Generating grid shell pattern from a Kangaroo mesh result

Hey everyone! I am a student who is interested in designing self supporting grid shell structures and I have a few questions regarding generating grid shell pattern from a kangaroo simulation mesh result.

At the moment, my usual workflow involves first creating a nurb surface then using a plugin called Bowerbird to find their asymptotic or principal curves. Specifically for asymptotic curve, since it doesn’t involve rotation on the x plane, meaning that the material building the structure could be straight lamella, saving material and well… being cool… In the case of Bowerbird, the plugin takes in a nurb surface then returns its respective requested curve on a specified point on the surface.

diagramm.jpg (1439×753) (
Bowerbird - Grasshopper (
Reference image (792×1100) (

However, recently I started exploring into structures that are more complex. Specifically, I am interested in generating a lamella pattern coming from a relaxation simulation in Kangaroo with multiple openings like the above (photo from the internet). Since the output would be a mesh instead of a NURB surface, the plugin Bowerbird as a result could not be used. I am therefore wondering: Is it possible to generate a grid shell pattern from a mesh surface?

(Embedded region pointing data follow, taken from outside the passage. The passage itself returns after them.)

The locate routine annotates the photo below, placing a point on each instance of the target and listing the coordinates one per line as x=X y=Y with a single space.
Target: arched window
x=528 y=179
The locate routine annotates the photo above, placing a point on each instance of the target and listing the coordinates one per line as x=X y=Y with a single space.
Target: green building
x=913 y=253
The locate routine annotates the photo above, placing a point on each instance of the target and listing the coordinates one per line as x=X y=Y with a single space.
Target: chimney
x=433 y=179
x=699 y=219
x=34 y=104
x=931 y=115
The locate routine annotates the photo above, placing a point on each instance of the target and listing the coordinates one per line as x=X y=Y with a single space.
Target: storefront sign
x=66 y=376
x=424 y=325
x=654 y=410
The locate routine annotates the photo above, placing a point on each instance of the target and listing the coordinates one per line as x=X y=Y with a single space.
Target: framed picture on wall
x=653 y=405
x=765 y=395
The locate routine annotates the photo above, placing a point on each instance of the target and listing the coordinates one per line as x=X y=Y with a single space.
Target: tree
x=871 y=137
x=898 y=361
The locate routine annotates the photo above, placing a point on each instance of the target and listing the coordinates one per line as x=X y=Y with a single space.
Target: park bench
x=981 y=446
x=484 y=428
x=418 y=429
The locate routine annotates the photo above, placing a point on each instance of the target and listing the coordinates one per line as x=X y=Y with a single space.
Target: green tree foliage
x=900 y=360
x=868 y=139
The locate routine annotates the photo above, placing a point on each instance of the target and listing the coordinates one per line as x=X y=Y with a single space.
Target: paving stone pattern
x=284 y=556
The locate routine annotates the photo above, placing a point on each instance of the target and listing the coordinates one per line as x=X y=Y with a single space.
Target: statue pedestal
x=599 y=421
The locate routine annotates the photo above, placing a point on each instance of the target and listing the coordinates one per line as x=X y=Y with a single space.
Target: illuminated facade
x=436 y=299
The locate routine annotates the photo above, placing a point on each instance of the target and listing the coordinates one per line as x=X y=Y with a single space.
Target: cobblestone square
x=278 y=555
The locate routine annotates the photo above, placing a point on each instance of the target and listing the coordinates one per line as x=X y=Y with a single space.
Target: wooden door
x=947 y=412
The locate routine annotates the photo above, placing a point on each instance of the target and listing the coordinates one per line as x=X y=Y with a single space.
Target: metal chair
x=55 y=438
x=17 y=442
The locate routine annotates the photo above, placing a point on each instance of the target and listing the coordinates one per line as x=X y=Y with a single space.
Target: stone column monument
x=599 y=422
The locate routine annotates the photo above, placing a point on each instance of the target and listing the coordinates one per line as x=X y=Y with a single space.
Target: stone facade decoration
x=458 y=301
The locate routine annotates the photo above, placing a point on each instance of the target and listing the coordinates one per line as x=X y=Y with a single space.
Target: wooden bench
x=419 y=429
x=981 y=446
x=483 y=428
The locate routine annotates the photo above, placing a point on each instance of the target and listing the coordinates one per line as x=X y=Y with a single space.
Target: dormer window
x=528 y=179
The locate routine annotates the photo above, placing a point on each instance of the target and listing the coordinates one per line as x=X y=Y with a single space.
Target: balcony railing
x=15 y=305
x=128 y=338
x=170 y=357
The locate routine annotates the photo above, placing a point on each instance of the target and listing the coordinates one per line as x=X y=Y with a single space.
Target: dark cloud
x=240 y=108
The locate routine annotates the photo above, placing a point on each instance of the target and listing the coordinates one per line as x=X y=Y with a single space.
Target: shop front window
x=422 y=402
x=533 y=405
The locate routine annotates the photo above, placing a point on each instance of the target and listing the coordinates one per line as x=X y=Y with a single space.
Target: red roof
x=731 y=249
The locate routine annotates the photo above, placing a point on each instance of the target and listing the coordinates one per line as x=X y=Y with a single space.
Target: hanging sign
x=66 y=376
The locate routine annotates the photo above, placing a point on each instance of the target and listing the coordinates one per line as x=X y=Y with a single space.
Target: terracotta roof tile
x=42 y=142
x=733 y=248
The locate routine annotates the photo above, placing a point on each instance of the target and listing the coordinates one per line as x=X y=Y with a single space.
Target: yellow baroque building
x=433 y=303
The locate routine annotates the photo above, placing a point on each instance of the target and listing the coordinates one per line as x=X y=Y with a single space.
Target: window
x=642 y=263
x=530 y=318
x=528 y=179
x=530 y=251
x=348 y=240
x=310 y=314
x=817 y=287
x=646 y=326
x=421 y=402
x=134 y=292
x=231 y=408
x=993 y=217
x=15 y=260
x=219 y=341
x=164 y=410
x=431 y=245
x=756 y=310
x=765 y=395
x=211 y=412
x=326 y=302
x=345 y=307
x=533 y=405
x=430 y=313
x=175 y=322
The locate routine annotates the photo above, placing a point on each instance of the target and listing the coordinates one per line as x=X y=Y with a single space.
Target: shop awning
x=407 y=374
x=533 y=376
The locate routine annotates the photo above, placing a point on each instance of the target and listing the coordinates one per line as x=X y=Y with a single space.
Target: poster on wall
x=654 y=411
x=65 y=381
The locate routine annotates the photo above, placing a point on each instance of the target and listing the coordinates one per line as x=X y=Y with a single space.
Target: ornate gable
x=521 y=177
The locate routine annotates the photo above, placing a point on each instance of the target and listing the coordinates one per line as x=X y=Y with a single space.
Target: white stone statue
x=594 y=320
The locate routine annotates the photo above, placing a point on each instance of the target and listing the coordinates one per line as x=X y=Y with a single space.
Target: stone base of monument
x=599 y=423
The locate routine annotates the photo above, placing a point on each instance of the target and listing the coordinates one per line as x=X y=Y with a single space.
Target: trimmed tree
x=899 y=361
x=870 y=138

While I believe that grid shell are best generated if they come from a mathematically defined surface but what if someone wants to build a grid shell coming more from the sculpting/ simulation side? My current solution involves extracting points on the mesh and then generate a nurb surface from it. However, due to the structure’s complex nature with multiple openings, it doesnt seem that feasible.

I understand that this would be a broad discussion but my guess is this is not a new topic.

Thank you very much and for whatever reasons images could not be uploaded. Apologies regarding that!

Hi @fovis

Since you talk about the asymptotic lines I’m guessing you are trying to do something like in this thread:

There are some examples there which give you the asymptotic curves directly from the relaxation.